– Оглядим все зараз, – говорил Критило. – Надо повидать все, чтобы оценить необычное.
   И, начав с самого далека, – как я сказал, мир им открылся не только от одного края до другого, но и от первого века до нашего, – спросил:
   – Какие странные сооружения! Их – выражаясь метким слогом Марианы [228] – вдали и не заметить, а тщатся все затмить!
   – То семь чудес света, – ответил Аргус, который знал правдивую подоплеку всего.
   – Это – чудеса? – возразил Андренио. – Неужели? И статуя, что высится средь них, тоже чудо?
   – О да, это колосс, изображающий солнце.
   – Да будь это само солнце, я не назвал бы статую чудом.
   – Чудом была не столько статуя, сколько весьма политичный замысел – почтить солнце восходящее и воздвигнуть статую власти возносящейся.
   – Ну, тогда и я преклоняюсь. А вон там – не гробница ли? Это тоже диво?
   – И предивное.
   – Могила смертного может ли быть чудом?
   – О, она была из мрамора и яшмы.
   – – Да хоть бы и сам Пантеон!
   – Разве не видите, что ее соорудила жена мужу?
   – Ах, какой подвиг! Да чтобы мужа схоронить, иная жена устроила бы ему костер не то что из порфира, но из брильянтов и жемчуга, если не из слез.

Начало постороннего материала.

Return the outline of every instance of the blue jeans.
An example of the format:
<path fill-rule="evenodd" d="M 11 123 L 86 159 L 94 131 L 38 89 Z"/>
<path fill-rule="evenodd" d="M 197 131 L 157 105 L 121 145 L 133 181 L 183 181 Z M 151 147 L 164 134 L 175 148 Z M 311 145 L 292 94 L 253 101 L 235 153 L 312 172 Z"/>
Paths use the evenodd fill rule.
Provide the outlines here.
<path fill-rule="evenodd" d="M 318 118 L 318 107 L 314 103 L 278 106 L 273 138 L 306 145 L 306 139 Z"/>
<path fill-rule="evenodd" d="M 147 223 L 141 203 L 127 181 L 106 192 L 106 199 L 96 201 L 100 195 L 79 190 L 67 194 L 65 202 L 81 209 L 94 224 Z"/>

   – Да, но жена сего Мавсола, поклявшаяся остаться одинокой, неутешной горлицей, она – поверьте – была чудом верности.
   – Ах, оставим эти ветхие чудеса, – сказал Андренио. – Нет ли чего поновей? Неужто мир уже не творит чудес?
   – Увы, нет. Ты. верно, слышал, что люди вырождаются, становятся все меньше ростом (каждый век будто бы укорачиваются на палец, и таким манером превратятся скоро в миниатюрных марионеток – многие уже почти превратились); так вот, думаю, что и сердца у них уменьшаются – не видно ныне великих мужей, что завоевывали страны и основывали города, давая им свое имя, свое царственное «faciebat» [229].
   – И нет уже ни Ромулов, ни Александров, ни Константинов?
   – Кое-какие новые чудеса все же есть, – отвечал Аргус, – да как вблизи поглядишь, на чудеса непохожи.
   – Напротив, надо глядеть вплотную – ведь предмет, чем ближе смотришь, тем больше он кажется.
   – О, нет! – сказал Аргус. – Для уважения взор мысленный не то, что взгляд очей. И все же, обратите внимание на вон те великолепные шпили над великой главой мира.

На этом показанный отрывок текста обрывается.